Below our technicians share tips and anecdotes from the increasing number of ransomware cases experienced by clients.
Prevention is the Best Medicine
•Unless you plan to pay the ransom to purchase the encryption key, the only way to restore your files is to 1. Restore them from backup or 2. Recreate them. Maintaining a viable backup solution and periodically testing your backup is vital.
•Emails are often the carrier for multiples types of viruses or malware; educate coworkers on what information to look for in an email to validate the authenticity. Can you hover over the link and see the web address? Is the file type something you would expect to receive from this person? Is the grammar and wording standard for the sender? Is the sender a familiar contact?
•Develop good web browsing skills. Pay attention to new tabs, extensions, tools and other oddities that are installed in your web browsers. If your default search engine suddenly changes, or a new weather forecasting tool appears, you may have accidentally installed something that could lead to more problems. Avoid clicking on ads or banners that sound too good to be true, sound like a huge waste of time, or claim to offer you exciting rewards, trips, etc.
•If you are logged into a server or utilize a shared network setup, limit recreational web browsing to your local computer whenever possible.

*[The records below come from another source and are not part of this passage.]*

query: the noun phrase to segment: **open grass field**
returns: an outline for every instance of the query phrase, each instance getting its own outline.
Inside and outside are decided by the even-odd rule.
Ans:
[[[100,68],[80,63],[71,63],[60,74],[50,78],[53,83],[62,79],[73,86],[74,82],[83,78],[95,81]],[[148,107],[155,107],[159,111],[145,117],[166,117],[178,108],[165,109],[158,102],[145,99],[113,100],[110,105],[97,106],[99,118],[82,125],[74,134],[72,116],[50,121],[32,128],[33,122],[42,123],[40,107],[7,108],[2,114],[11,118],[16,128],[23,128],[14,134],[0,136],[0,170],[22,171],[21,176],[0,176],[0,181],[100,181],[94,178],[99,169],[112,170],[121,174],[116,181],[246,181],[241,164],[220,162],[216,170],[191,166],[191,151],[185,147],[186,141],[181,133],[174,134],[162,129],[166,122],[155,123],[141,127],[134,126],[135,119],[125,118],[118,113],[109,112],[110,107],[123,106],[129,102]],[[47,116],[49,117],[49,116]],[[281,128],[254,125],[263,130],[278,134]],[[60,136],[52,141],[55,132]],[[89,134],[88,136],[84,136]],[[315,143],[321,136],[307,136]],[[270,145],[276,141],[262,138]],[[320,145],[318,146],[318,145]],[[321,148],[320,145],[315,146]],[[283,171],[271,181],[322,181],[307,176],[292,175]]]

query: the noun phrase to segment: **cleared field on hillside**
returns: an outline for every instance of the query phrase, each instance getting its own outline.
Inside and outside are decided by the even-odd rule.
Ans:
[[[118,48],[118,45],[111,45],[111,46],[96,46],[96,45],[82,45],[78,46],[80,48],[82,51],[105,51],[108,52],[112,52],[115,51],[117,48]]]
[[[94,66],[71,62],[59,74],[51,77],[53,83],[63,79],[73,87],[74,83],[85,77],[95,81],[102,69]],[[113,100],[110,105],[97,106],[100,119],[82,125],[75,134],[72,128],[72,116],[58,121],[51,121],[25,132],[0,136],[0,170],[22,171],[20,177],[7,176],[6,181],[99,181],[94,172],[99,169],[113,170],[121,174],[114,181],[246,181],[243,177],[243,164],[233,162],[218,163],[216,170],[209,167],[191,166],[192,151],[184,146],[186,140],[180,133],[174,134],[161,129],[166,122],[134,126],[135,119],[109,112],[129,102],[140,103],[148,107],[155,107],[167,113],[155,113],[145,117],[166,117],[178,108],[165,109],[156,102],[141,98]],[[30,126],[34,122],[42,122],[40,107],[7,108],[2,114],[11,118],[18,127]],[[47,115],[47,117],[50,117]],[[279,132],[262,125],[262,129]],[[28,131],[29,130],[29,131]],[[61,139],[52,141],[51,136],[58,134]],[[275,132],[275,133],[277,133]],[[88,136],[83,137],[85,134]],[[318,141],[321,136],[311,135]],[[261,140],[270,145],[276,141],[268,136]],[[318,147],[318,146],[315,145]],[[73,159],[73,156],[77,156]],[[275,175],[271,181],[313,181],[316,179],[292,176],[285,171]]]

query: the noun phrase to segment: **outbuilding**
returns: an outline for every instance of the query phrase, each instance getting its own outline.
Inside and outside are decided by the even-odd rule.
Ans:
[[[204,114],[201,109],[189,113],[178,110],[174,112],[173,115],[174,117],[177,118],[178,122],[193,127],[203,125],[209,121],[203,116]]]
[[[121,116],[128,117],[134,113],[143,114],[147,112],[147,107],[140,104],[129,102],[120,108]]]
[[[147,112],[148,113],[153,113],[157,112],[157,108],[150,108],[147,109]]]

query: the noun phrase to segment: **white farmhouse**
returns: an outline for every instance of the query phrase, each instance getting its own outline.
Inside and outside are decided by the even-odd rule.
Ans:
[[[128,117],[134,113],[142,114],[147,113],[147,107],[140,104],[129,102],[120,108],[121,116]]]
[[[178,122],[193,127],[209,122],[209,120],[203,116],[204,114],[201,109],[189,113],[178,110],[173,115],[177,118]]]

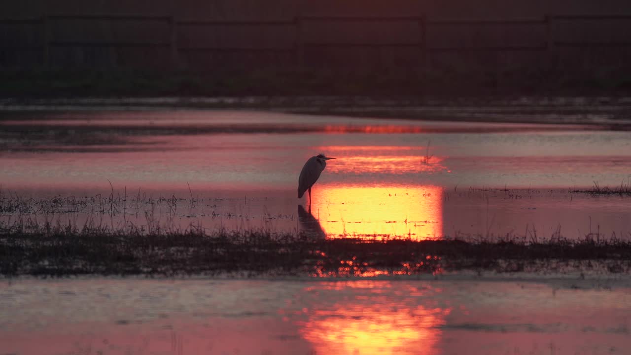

•A spam filter will limit some potentially harmful emails. Spam filters look for file types and keywords in the metadata. Use a spam filtering tool and follow the recommended steps to help train your spam filter settings.
•An antivirus program catches and blocks several types of viruses, malware and PUPs (Potentially Unwanted Programs) Antivirus programs work by checking files that are installing on your machine or contained in attachments against a database of known offenders. If you do not keep your antivirus program updated, new viruses and malware will not be part of your database.
What should we do if we suspect ransomware?
•Call ITS. We can help you limit exposure, remove the virus and restore data from backup. Are you curious about what steps we would take? Read below.
•Identify the source; is it limited to one machine? Did it also infect their network share? Ransomware commonly leaves a set of decryption/ransom instructions in the infected directories; search for names such as “how_decrypt.html”or “decrypt_instruction.html”
•Once found, check Windows Explorer to see which user created the files.
•Contain the bug; usually this entails wiping and reloading the infected machine(s).
•Restore files from backup or recreate files.